A production-style Todo platform demonstrating DevOps/ChatOps/MLOps: design, build, deploy, observe.
Quick Links: Documentation | Architecture | About This Lab | How This Runs | Deployment | Key Takeaways
A compact, production-ready stack built for reliability, observability, and safe deployments:
- Services: Go todo-api, Go todo-mcp (Model Context Protocol server), Python Slack bot, Python CLIs
- Infrastructure: Kubernetes (K3s), GitOps with ArgoCD
- Observability: OpenTelemetry traces/metrics, Loki centralized logs, Prometheus + Grafana dashboards
- Storage/Database: PostgreSQL with CloudNativePG (CNPG), automated S3/MinIO backups, point-in-time recovery (PITR) ready
- Security: Cloudflare Access for zero-trust auth
- CI/CD: GitHub Actions self-hosted runners (ARC) -> Docker build/push -> Kustomize updates -> ArgoCD sync -> Slack #builds notifications
See Deployment Documentation for detailed architecture diagrams and workflows.
Purpose: Build a realistic, reproducible environment to practice production operations end-to-end (design -> code -> CI/CD -> K8s -> observability -> rollback).
-
Designing small, composable services: Services communicate through well-defined contracts (REST APIs, OpenAPI specs). The todo-mcp server implements the Model Context Protocol, enabling AI assistants to interact with the todo platform through standardized tools and schemas.
-
Shipping with rollback strategies: Blue-green deployments(TODO).
-
ChatOps for safe, auditable deployments: Slack commands (
/deploy) provide visibility and control. All deployment actions are logged to the #builds channel with full context: version, status, and links to workflow runs. -
Operability first: Traces, metrics, and logs are correlated by service and version. Alerts include context (traces, runbooks) so responders can act quickly. Every service exports Prometheus metrics and OTEL traces.
-
Data safety: Automated daily backups to S3-compatible storage (MinIO), point-in-time recovery tested and documented. Database schema changes are tracked and reversible.(TODO)
It lets me iterate faster, test failure modes safely, and document choices transparently—skills I carry into team environments.

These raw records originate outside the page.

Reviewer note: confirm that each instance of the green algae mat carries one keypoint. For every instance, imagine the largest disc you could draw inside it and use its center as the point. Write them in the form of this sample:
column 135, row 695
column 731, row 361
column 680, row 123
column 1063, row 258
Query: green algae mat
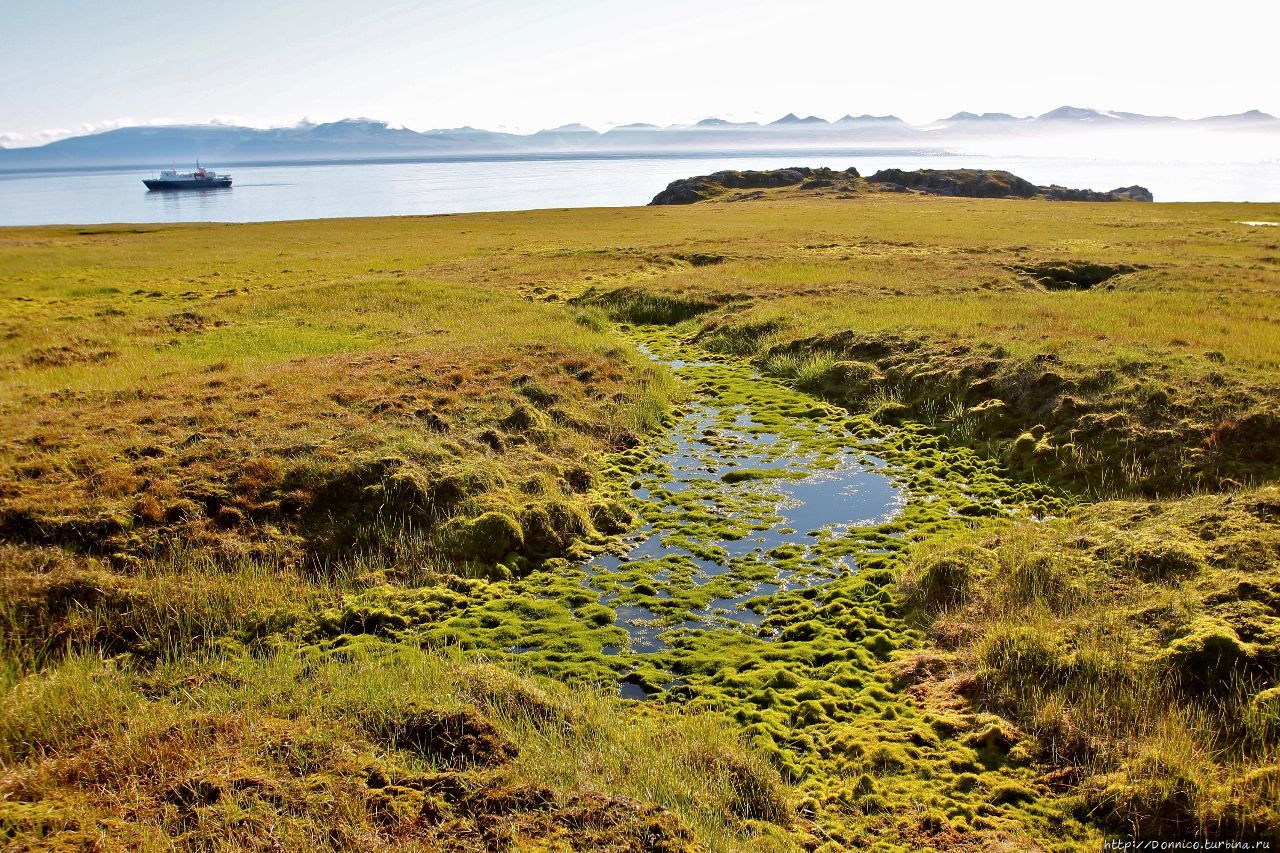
column 758, row 585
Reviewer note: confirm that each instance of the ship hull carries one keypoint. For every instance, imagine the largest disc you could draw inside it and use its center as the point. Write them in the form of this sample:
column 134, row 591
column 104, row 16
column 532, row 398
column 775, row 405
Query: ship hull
column 216, row 183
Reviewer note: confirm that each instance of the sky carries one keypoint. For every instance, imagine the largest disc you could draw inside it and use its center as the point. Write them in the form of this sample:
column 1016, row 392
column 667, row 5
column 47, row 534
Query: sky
column 71, row 67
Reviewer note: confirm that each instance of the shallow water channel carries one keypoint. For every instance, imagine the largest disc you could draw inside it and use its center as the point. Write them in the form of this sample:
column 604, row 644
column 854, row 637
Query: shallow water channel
column 758, row 489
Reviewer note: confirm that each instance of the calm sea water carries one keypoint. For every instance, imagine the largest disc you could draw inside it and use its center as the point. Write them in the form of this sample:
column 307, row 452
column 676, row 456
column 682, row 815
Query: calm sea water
column 273, row 192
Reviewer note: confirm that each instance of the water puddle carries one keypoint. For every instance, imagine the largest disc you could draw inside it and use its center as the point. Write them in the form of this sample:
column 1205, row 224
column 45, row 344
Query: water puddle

Running this on my own hardware means I can:
- Simulate failures
- Test disaster recovery procedures without risk
- Experiment with new tools and patterns before proposing them
- Maintain full control over cost and resources
A practical view of key operations:
| Operation | Command / Flow |
|---|---|
| Build | cd services/todo-api && go build |
| Release (CI) | Push to main -> GitHub Actions builds image -> pushes to DockerHub -> updates Kustomize -> ArgoCD syncs |
| Deploy (ChatOps) | In Slack: /deploy -> triggers rollout -> posts status link to #builds |
| Observe | Grafana dashboards (service health, metrics) -> Tempo/New Relic for distributed traces -> Loki for log aggregation |
| Backup/Restore | Scheduled CNPG backups to S3/MinIO (daily 2 AM) -> PITR via recovery cluster |
| Load test | k6 run k6/todo-api/todo-api-load-test.js |
For hiring managers and technical reviewers, start here:
- Architecture & Deployment Flow - Detailed mermaid diagrams showing GitOps workflow
- Development Setup Guide - How to run services locally, hot reloading with Air, Python venv setup
- GitHub Actions Workflows - CI/CD pipelines for building, testing, and deploying services
- Kubernetes Manifests - Kustomize overlays , resource limits
- MCP Server Implementation - Model Context Protocol server enabling AI assistant integration
What this repository demonstrates about my approach to production systems:
- End-to-end delivery with rollback controls and ChatOps visibility
- Observable by default: every service exports traces, metrics, and structured logs
- Secure by default: Cloudflare Access, no hardcoded credentials
- Data-safe: automated backups, tested restore procedures(TODO), point-in-time recovery capability
- Contract-driven development: OpenAPI specs + generated clients prevent API drift and enable rapid iteration
- GitOps discipline: all changes tracked in Git, automated syncing, immutable deployments
- Progressive delivery: blue-green strategies
- Self-service operations: Slack bots and CLI tools empower teams to deploy, observe, and troubleshoot independently
.
├── .github/workflows/ # CI/CD pipelines: build, test, deploy, notify
├── apps/
│ └── todops-cli/ # Python CLI for platform operations (Loki search, ignore lists, Slack)
├── services/
│ ├── todo-api/ # Go REST API with OTEL, /metrics, PostgreSQL
│ ├── todo-mcp/ # Go MCP server (Model Context Protocol)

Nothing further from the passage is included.